Just a few months ago Zac Jones became a National Champion with the University of Massachusetts–Amherst. Now, Jones prepares for his first full season as a pro. In a matter of months, the Virginia native transitioned from playing with the best collegiate players in the country to the best professional players in the world. This pivot would be difficult for most, especially for the 5’10”, 172lb defenseman. However, if Jones buried his head every time a coach brought up his lack of size, he would have never turned pro. For this reason, Jones is different. While most would say being smaller than most of his competition would be a downside, Jones utilizes what he calls his “hockey sense:” a concept that focuses on mind over matter that he uses to compensate for his height.
This upcoming season, Jones will gain experience, adopt a different style of play, and learn what it takes to be a top-tier NHL defenseman. Lucky for Jones, all three of these checkmarks are within reach. Starting with the experience category, Jones has only played in ten career NHL games. What does this mean for him? Well, it means that he is still a rookie and a lot of the things that go along with being a professional athlete are new for him. A positive for Jones is that he will have all summer to work on the small parts of his game that need to improve. Just a few months ago, he got his feet wet with the New York Rangers. Additionally, by training throughout the offseason, Jones will have a chance to hit the ground running come training camp.
Jones’ style of play will most likely change too with the signing of former Golden Knights head coach, Gerard Gallant. Gallant is known to be a “players coach” with his ability to coach players of all ages. How will this affect Jones? Looking at Gallant’s coaching objectively, I can’t see how it will hurt him. Gallant favors a quick, north-south style of play but focuses on defensive priorities. This is particularly evident in Gallant’s shots on goal against statistics. During his three-year tenure in Vegas, Gallant and his troops were ranked third in the NHL in shots against (30.1). With the Rangers having such a young defensive group and two talented goaltenders, tightening the defense will only help the team as a whole.

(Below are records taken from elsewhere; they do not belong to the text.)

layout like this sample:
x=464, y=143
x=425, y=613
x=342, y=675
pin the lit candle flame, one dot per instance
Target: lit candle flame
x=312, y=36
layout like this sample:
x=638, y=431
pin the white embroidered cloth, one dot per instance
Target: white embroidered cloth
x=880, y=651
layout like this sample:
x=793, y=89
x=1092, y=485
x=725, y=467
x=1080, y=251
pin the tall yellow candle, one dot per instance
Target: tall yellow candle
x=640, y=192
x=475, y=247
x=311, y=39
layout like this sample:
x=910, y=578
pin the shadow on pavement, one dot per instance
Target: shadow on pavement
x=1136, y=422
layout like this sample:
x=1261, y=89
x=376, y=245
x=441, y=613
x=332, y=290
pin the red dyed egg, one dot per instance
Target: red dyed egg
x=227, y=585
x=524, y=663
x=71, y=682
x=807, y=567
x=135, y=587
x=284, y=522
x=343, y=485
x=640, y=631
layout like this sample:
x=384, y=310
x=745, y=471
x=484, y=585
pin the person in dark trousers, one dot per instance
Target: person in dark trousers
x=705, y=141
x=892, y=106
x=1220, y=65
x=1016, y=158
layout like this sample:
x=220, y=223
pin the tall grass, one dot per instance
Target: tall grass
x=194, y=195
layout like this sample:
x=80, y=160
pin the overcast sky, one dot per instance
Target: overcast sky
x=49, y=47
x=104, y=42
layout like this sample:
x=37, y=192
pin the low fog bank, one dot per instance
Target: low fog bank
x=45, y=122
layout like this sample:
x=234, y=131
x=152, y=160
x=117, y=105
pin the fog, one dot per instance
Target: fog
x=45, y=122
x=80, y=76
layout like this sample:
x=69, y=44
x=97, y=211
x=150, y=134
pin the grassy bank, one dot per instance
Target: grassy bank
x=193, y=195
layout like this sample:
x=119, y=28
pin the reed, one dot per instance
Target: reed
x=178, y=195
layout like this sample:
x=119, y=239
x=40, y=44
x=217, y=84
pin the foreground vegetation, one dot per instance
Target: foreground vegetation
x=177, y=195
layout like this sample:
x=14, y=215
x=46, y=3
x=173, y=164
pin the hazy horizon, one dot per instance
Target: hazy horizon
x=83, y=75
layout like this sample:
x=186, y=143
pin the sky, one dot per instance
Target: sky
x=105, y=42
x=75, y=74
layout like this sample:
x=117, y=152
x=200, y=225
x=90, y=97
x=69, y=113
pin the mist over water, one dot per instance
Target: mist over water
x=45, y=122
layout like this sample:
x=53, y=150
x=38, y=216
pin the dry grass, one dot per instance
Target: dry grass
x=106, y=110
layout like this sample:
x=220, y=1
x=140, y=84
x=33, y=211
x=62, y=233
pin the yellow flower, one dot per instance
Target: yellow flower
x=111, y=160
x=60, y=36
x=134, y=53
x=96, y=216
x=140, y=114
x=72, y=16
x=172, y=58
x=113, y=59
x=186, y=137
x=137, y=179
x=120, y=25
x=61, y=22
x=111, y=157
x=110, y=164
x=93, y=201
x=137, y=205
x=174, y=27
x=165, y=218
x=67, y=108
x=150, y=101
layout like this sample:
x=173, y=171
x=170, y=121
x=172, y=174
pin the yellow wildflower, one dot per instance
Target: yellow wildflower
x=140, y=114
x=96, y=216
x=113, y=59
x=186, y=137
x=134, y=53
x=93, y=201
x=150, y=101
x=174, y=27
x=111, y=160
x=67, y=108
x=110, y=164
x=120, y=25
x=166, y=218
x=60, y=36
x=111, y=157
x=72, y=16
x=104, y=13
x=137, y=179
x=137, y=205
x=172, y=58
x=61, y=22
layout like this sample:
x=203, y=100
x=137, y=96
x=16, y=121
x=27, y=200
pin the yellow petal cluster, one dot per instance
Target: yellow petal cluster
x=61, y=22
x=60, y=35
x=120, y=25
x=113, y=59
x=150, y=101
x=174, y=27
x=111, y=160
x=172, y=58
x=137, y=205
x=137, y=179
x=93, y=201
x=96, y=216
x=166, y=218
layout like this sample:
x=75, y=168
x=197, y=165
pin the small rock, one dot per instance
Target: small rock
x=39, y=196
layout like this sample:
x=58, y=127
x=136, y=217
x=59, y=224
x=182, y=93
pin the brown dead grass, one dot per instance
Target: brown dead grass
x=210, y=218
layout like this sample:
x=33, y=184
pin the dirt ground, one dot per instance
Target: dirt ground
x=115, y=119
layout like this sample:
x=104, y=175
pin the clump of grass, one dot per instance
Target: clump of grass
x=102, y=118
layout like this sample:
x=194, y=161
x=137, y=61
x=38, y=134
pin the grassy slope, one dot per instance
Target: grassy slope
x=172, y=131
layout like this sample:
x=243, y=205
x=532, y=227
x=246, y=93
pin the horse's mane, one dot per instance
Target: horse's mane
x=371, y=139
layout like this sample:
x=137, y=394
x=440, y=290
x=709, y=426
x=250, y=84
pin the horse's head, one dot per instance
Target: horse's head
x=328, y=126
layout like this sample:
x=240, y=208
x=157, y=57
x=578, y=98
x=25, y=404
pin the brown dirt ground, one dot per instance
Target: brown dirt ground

As a young defenseman, having a coach that allows his d-men to enter the zone going north to south will give Jones a chance to find comfort with the puck on his stick. Eventually, for every time Jones skates with the puck into the zone, he will slowly begin to develop his east to west dekes and maneuvres. This brings me to my final reason why Jones will have success as a Blueshirt. It has to do with mentors, and he’s got a lot of them. Whether it be two veterans in Jacob Trouba and Brendan Smith showing him the ropes, or Adam Fox, a player who Jones shares similar on-ice characteristics. What about physicality? Ryan Lindgren is there to add a little more edge to Jones’ game.
Hopefully, Jones won’t draw as much blood as Mr. Tough Guy Ryan Lindgren does. But all jokes aside, Lindgren will be a great guy for Jones to mirror when focusing on his defensive attributes.
New York City is as big of a stage as it gets. For this reason, it’s typical of rookies to need some time to adjust to the bright lights and the high standards. For Zac Jones, it’s just another place for him to grow and succeed. At every level, from peewee’s to collegiate, Jones has mastered his role. A role that revolves around hockey IQ, two-way play, and an underdog mentality. For Rangers fans, it will only be a few more months until you get to watch this skillful player grow and develop. He’s got the game, he’s got the mentality, he’s got the right players around him, now, all that’s left is to make it happen.